Зондерфюрер извлек из кармана знакомый Тане папенькин портсигар и вопросительно глянул на нее.

– Курите, курите, – пробормотала она, не в силах справиться с растерянностью. Важность того, что она только что услышала, была очевидна; неизвестно лишь, в какую сторону меняет это ее положение, к лучшему или к худшему.

Фон Венк закурил и посмотрел на Таню, хитро улыбаясь.

– Я вижу, вы охвачены волнением. О, это selbstverstandlich[20]. Должен ли я сказать еще одну маленькую новость? Пожалуй, это будет нескромно, поскольку меня не уполномочили говорить на эту тему, но с вами так хочется быть немножечко нескромным, ха-ха-ха! Дело в том, любезная Татьяна Викторовна, что господин доктор выразил пожелание, чтобы ваш случай был использован в прессе.

Он поджал губы, глядя на нее многозначительно, и после выразительной паузы добавил, подняв палец:

– И может быть, не только в местной. Вы меня поняли?

Сначала она не поняла. Она просто не поняла смысл сугубо технического выражения «использовать случай в прессе», но потом до нее дошло – через секунду или две. Она отодвинула стул и медленно встала из-за стола.

– Да вы что, с ума сошли? – спросила она тихо. – В печати – об этом? Вы просто с ума сошли, вы и ваш Кранц.

– Aber, Татьяна Викторовна, – укоризненно сказал барон. – Такие выражения...

Она смотрела на него со страхом, прижав пальцы к щеке.

– Простите... Валентин Карлович, вы должны понять, -это же... это совершенно невозможно, ведь если такое напечатать – моего отца сразу...

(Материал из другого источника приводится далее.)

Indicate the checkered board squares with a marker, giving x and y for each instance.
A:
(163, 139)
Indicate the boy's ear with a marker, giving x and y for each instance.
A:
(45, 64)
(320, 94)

Она еще произносила эти слова, когда в голове у нее вспыхнул сигнал опасности: именно этого нельзя говорить ни в коем случае – может быть, они сами не догадаются, ни в коем случае не дать им эту идею, – но было уже поздно, слова вырвались.

Фон Венк подхватил их на лету и понял совершенно правильно.

– О, вы боитесь, что ваш отец и жених подвергнутся репрессиям, – сказал он, нахмурившись. – Да, это... вполне реально, к сожалению...

. Таню охватил ужас. Что она наделала! Им самим, очевидно, это не пришло в голову, а она подсказала блестящий двойной ход: использовать ее здесь в своих пропагандистских целях и одновременно дискредитировать крупного командира по ту сторону фронта. Дядясаша почти наверняка уже генерал. Господи, что она наделала...

– Валентин Карлович, я прошу вас, – заговорила она сбивчиво, – я вас очень, очень прошу – отговорите доктора Кранца, придумайте что-нибудь, скажите, что это не даст никакого эффекта, – это ведь действительно не даст; поймите, ведь если мои близкие подвергнутся репрессиям, то об этом узнают и здесь, и тогда все еще больше будут бояться с вами сотрудничать – из страха за своих, ведь у каждого есть кто-то по ту сторону фронта... Скажите это комиссару, он вас послушает, вы же говорили, что с вами советуются по таким вопросам! Поговорите с ним, я вас умоляю, пока не поздно...

– Ну хорошо, хорошо, – сказал ошеломленный немного зондерфюрер, – я поговорю, обещаю вам это сделать, но...

– Что «но»? Здесь не может быть никаких «но». Валентин Карлович, я вам прямо говорю: я что-нибудь ужасное сделаю, если обо мне хоть строчка появится в печати!

Фон Венк рассмеялся.

– Вы не-подражаемы, моя прелесть. Что же «ужасное» вы намерены сделать – взорвать этот большой дом и убежать к партизанам? Неплохая идея, но вам придется, увы, слишком долго бежать, здесь нет партизан. Они все там, на севере – Чернигов, Белоруссия. Ну хорошо, шутки в сторону. Я поговорю при случае с доктором Кранцем. Но... одно маленькое условие!

–Да?

– Если мне удастся исполнить вашу просьбу, вы исполните мою: побываете со мной в казино. Хорошо? Всего один вечер – немножко потанцевать, немножко выпить, и не очень поздно я отвезу вас домой. Вы согласны?

– Хорошо. Если вы отговорите комиссара, я пойду с вами в казино. Обещаю вам.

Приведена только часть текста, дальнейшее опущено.